Because they intended to use deepfakes from the start, Shales was able to give the production advice on how to film in ways that would make the effects convincing. If you get too close or too far away from the person, the effect starts to fall apart, he said. Profile shots are also hard because there’s less information for the computer to work with, and any scene where there’s too much motion — especially if something passes in front of someone’s face — can get tricky. So for the most part, the video is shot with clean movements, a comfortable distance away from any of the fake Strokes.

Another big issue is face shapes. Shales said deepfaking essentially amounts to drawing one person’s face onto another’s, and that means the resemblance can start to fall apart if the overall shape of the new face is too different. (When we spoke, he was trying to deepfake Scarlett Johansson’s face onto a large body-builder type, and he said her sharp chin was disappearing into the model’s square jaw, losing the resemblance.) To solve that for the music video, the production cast actors with a resemblance to the band. The actor playing frontman Julian Casablancas, for instance, has somewhat of a longer, rounder face, like Casablancas himself.

Then there was the trick of making them look younger. When creating a deepfake, Shales has to hunt down footage of the person he’s trying to swap in — and it generally helps when the footage matches the angles and expressions he’s trying to re-create. For The Strokes, he had to plug in enough period-specific footage of the band. He said their label sent him “a dump of interviews” from at least a decade ago to work with. That was enough for prominent members of the band, but he was missing “a lot of the angles” on less prominent band members who “didn’t move very much” during the interviews. He ended up going on YouTube and searching for videos specifically of them in order to get enough visual data.
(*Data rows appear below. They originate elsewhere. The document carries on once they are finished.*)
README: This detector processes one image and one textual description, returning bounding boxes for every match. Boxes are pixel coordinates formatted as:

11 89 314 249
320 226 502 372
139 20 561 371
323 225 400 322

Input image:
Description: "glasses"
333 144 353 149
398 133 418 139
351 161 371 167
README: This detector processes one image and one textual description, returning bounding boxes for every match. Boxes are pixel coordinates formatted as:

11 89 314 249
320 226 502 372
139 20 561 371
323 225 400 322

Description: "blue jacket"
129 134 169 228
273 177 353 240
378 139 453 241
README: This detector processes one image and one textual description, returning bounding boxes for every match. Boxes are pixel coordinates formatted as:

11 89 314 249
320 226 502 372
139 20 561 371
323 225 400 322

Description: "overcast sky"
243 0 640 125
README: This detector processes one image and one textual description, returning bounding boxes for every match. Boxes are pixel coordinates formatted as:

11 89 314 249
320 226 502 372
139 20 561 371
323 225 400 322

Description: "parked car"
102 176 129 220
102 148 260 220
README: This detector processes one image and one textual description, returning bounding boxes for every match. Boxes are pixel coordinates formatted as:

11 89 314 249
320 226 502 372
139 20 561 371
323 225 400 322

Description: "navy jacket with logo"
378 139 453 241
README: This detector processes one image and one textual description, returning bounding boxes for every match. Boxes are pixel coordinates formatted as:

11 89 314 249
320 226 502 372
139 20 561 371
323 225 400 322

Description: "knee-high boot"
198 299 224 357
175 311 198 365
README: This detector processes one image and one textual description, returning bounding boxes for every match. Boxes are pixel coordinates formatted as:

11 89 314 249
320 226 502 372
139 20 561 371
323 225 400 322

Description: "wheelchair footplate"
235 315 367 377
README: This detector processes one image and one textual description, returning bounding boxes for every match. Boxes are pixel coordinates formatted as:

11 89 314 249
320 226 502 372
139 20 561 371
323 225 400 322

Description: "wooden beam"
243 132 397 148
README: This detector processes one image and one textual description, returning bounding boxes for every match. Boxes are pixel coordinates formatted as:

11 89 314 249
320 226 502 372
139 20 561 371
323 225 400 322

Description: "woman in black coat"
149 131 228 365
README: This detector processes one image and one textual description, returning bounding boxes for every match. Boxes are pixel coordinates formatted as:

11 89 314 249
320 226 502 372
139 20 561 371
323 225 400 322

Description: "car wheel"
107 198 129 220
Even with all of that work, some footage still had to be tossed. In some cases, an actor was too far away or their face was too blurry to deepfake. “We just edited around that,” Shales said.

Shales said he’s now making enough off of deepfakes that it’s become a full-time job. So far, money has come entirely through commissions — his social pages aren’t monetized, and he’s “apprehensive” about posting ads — but he tends to get commissions every time one of his posts goes viral. Some he turns down for ethical reasons, like people requesting nonconsensual porn videos; another he might turn down over concerns that it could be misused to manipulate the stock market. Others just don’t pan out.

There’s still not a lot of professional work. “That’s gonna change,” Shales said.